AI / Machine Learning

April 23, 2026

The Evidence Detective: How Rootstrap Cut Time-to-Proof by 90% Inside a Ruby App

Ana Clara Medeiros

TL;DR

We embedded a multi-agent AI system directly inside a Ruby backend to translate legal requirements into developer language and assemble defensible audit evidence.

The results:

Audit time: ~40 hours → 3–4 hours
Cost per audit: ~$2,000 → $100–$150
Accuracy: ~90% (spot-checked)‍
Annual savings: $500k+ at ~300 audits/year

Instead of returning links, the system produces evidence packs with quotes, sources, and confidence scores, ready for legal review.

The Real Problem: Getting Proof, Not Links‍

Auditors rarely fail because the information doesn’t exist. They fail because finding defensible proof takes forever.

A typical compliance or patent review means digging through documentation, repositories, release notes, and technical guides trying to answer a single question: Is this company actually implementing what its legal documents claim?

And the answer can’t just be a link. Legal reviewers need evidence mapped to specific requirements, with traceable sources and exact passages that support the claim.

But there's a catch.
Legal language and implementation language rarely match.

A legal requirement might say: “The system determines cryptographic key exchange status.”

Meanwhile, product documentation might say:

TLS negotiation
SSL handshake
Certificate validation
HTTPS configuration

Humans can bridge that gap. Search engines usually can’t.
As a result, reviewers were spending ~40 hours per audit manually searching, reading, and mapping evidence.

The goal became clear: Cut time to trusted evidence packs without sacrificing defensibility.

‍

‍Why “Better Search” Wasn’t Enough

At first glance this looks like a search problem. In reality, it’s a semantic translation problem. Traditional search fails in three ways:

Vocabulary gap
Legal phrasing rarely matches the language used by engineers or documentation.

Precision gap
Finding “HTTPS mentioned somewhere” does not prove compliance with a specific requirement.

Traceability gap
Links without quotes or context slow legal review and make evidence harder to defend.

What auditors actually need is a system that can:

Translate legal requirements into operational language
Search across multiple public sources
Extract passages that support specific criteria
Assemble those findings into a defensible report

In other words: A system that thinks like an auditor.

‍

Our Solution: The Evidence Detective

We built a system we call The Evidence Detective: a multi-agent workflow embedded directly into the client’s existing Ruby application.

No migration.
No new platform.
No infrastructure rewrite.

The system orchestrates six specialized AI agents that mirror the reasoning process of expert reviewers.

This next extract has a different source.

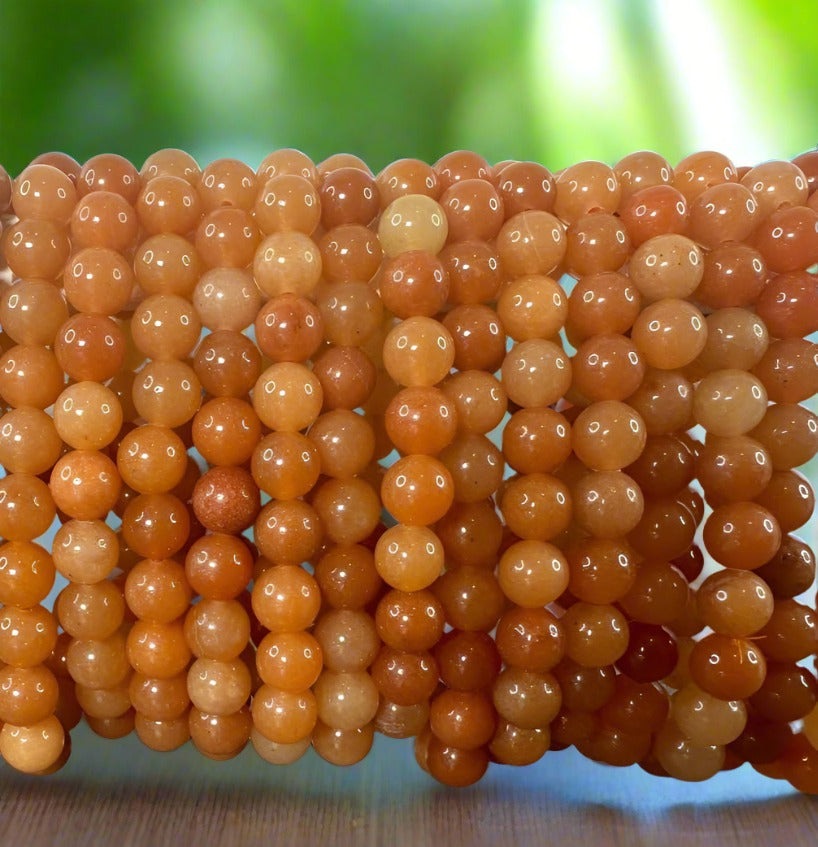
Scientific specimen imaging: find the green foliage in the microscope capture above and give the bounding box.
[0,0,818,173]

Each agent performs a focused task and passes structured JSON outputs to the next stage.

This specialization — rather than relying on one large model — is what makes the system both fast and reliable.

‍

Discovery Pipeline: Finding Relevant Evidence

The first stage focuses on discovering potential evidence.

Element Decomposition Agent‍

Legal requirements are broken into atomic, testable elements.
Instead of evaluating a document as a whole, the system checks whether each individual requirement can be proven.
Each element becomes a discrete question the system must answer.

Query Generation Agent

For each element, the system generates 10–15 semantic query variations.
These bridge the vocabulary gap between legal language and implementation language.
Example transformation:

Legal phrase

“cryptographic key exchange”
Generated search concepts

TLS negotiation
SSL handshake
Certificate validation
HTTPS setup
Secure channel establishment

This dramatically improves recall during search.

Search Orchestration Agent

The system then executes parallel searches across multiple public sources:

documentation portals
developer guides
repositories
release notes
technical datasheets

Results are deduplicated and filtered to maintain diverse evidence candidates for downstream analysis.

‍

Verification Pipeline: Building the Case

Once potential sources are discovered, the system moves into verification.
This stage converts raw findings into evidence-grade proof.

Evidence Mapping Agent

Relevant passages are extracted and mapped directly to specific elements.
Each piece of evidence includes:

exact quote
source URL
context snippet
timestamp

No broad matches are allowed.
Every passage must support a specific requirement.
‍

Confidence Scoring Agent

Evidence is evaluated for completeness and quality.
The agent identifies:

gaps in coverage
contradictory information
weak or ambiguous sources

These signals produce a confidence score for each requirement.
Anything uncertain is flagged for human review.

Report Generation Agent

Finally, the system assembles the audit evidence pack.
Each element includes:
Requirement → Supporting quote → Source link → Confidence score

The result is a report that legal teams can immediately use for decision-making.
Everything is traceable and reviewable.

‍

‍A Concrete Example

Consider a requirement like: “The system determines cryptographic key exchange status.”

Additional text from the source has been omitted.